Emta jadi jalur baru Chery di Jepang
Emta berada di bawah Electric Mobility Technologies, perusahaan asal Singapura yang dibentuk lewat kolaborasi beberapa pihak. Komposisi sahamnya terdiri dari Chery Automobile 27,27 persen, Jiangsu Yueda Automobile Group 27,27 persen, Autobacs Seven 18,18 persen, Gotion 18,18 persen, dan Anest 9,09 persen.
Dalam struktur itu, Chery berperan sebagai penyedia teknologi utama. Platform kendaraan, sistem penggerak listrik, dan teknologi bantuan berkendara untuk mobil Emta akan memakai teknologi dari pabrikan asal Wuhu tersebut.
Meski menjadi pemegang saham penting, Chery menegaskan tidak ikut mengurus operasional harian maupun manajemen Emta. Susunan ini memperlihatkan Emta disiapkan sebagai merek dengan identitas sendiri, meski fondasi teknologinya kuat berasal dari Chery.
Baterai untuk mobil listrik ini juga sudah dipastikan akan dipasok Gotion.

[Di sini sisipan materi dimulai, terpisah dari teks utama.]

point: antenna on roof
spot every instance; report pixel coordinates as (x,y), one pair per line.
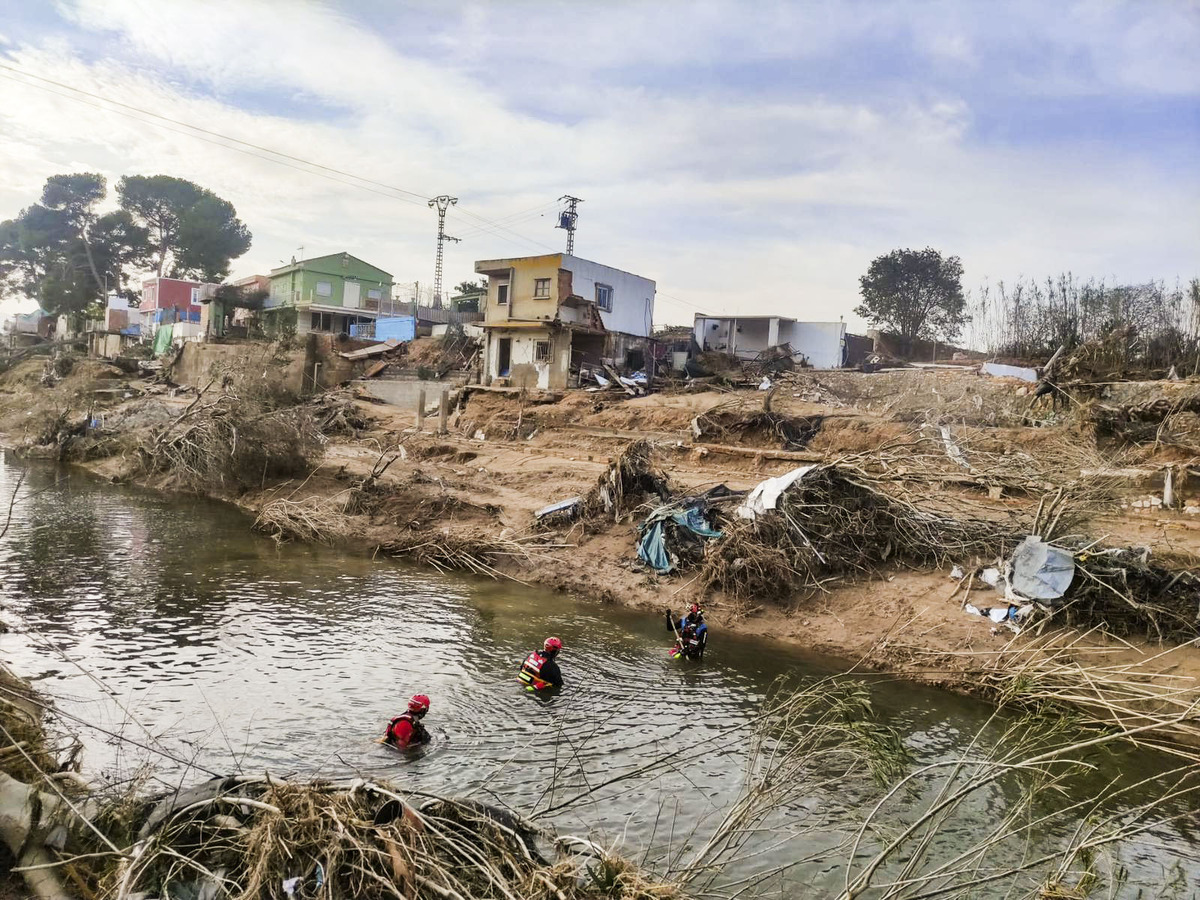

Kombinasi itu membuat model pertama Emta menjadi produk awal yang dibangun dari teknologi Chery dan pasokan baterai dari mitra dalam perusahaan patungan.

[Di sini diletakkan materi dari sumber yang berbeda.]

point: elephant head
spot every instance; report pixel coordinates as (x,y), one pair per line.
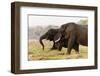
(49,35)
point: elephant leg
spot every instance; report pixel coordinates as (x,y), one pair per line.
(60,47)
(71,41)
(53,47)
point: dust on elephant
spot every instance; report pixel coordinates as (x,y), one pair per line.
(75,33)
(63,42)
(49,35)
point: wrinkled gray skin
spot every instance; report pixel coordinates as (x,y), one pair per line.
(49,35)
(75,35)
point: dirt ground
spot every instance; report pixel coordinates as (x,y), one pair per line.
(35,52)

Mobil perdana diarahkan ke formula kei car
Mobil pertama Emta akan hadir dalam format kei car bergaya boxy. Nama resminya belum diumumkan, tetapi emblem #01 di pintu memberi indikasi kuat bahwa model ini bisa saja memakai nama Emta #01.

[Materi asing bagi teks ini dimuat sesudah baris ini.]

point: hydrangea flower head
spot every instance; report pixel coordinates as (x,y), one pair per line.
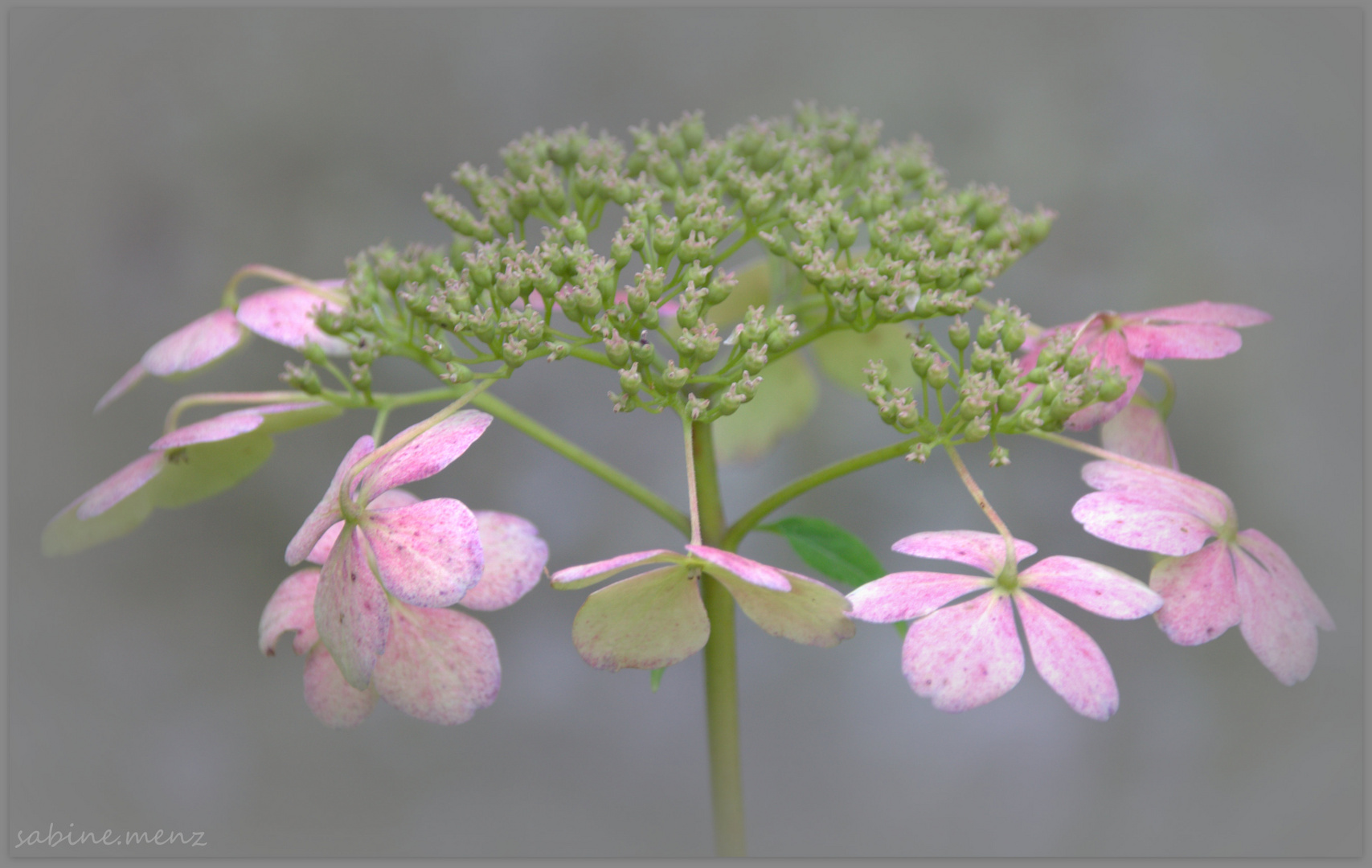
(657,619)
(1216,576)
(438,664)
(1198,331)
(968,654)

Secara visual, desainnya mengingatkan pada versi lima pintu Chery QQ Ice Cream yang diperkenalkan di China pada 2021. Namun proyek Emta disebut digarap oleh tim Jepang yang memiliki pengalaman bekerja di Honda dan Mazda.
Dari tampilan luar, mobil ini memakai lampu utama berbentuk kotak dan bumper bergaya minimalis. Pilar hitam memperkuat kesan modern, sementara spion berukuran sangat kecil diduga mengandalkan sistem kamera.
Dimensinya juga mengikuti karakter kei car di Jepang. Panjang mobil ini sekitar 3,4 meter dan lebarnya 1,48 meter, sehingga cocok untuk mobilitas perkotaan yang mengutamakan efisiensi ruang.
Meski berukuran mungil, Emta menyatakan mobil ini punya standar keselamatan tabrak setara kendaraan berukuran besar. Klaim tersebut menjadi penting karena keselamatan tetap menjadi perhatian utama di kelas mobil kecil.
Jepang jadi pasar utama sejak awal
Emta menjadwalkan peluncuran model pertamanya di Jepang pada 2027. Setelah itu, perusahaan berencana menambah tiga model lain untuk pasar domestik Jepang.
Strategi tersebut menunjukkan Jepang bukan hanya lokasi debut, tetapi juga basis pengembangan lini produk Emta dalam beberapa tahun pertama. Jika penjualan berjalan sesuai target, Emta bahkan mempertimbangkan pembangunan fasilitas produksi di Jepang setelah 2030.
Rencana itu menandakan pendekatan jangka panjang, bukan sekadar uji coba masuk pasar. Langkah ini juga masuk akal karena kei car di Jepang punya tuntutan khusus, mulai dari dimensi kompak, efisiensi, kemudahan penggunaan, sampai standar keselamatan yang ketat.
Diisi nama-nama berpengalaman otomotif
Di sisi kepemimpinan, Emta menempatkan sosok-sosok dengan pengalaman panjang di industri otomotif. Posisi Chief Marketing Officer diisi Susumu Uchikoshi, yang pernah menjabat sebagai mantan GM Nissan China.
Posisi CEO ditempati He Xiaoqing, yang dikenal sebagai mantan Presiden Changan Ford. Kombinasi ini memberi gambaran bahwa Emta ingin memadukan pengalaman global dengan pemahaman terhadap kebutuhan pasar Jepang.
Sampai sekarang, detail teknis lengkap mobil perdana Emta belum dibuka. Spesifikasi penuh, pilihan varian, dan harga resmi juga masih belum diumumkan.
Namun arah pengembangannya sudah jelas memperlihatkan ambisi besar. Chery tidak hanya ingin hadir di Jepang lewat teknologi, tetapi juga ingin turun langsung ke arena kei car listrik dan menantang pemain yang sudah lebih dulu bergerak.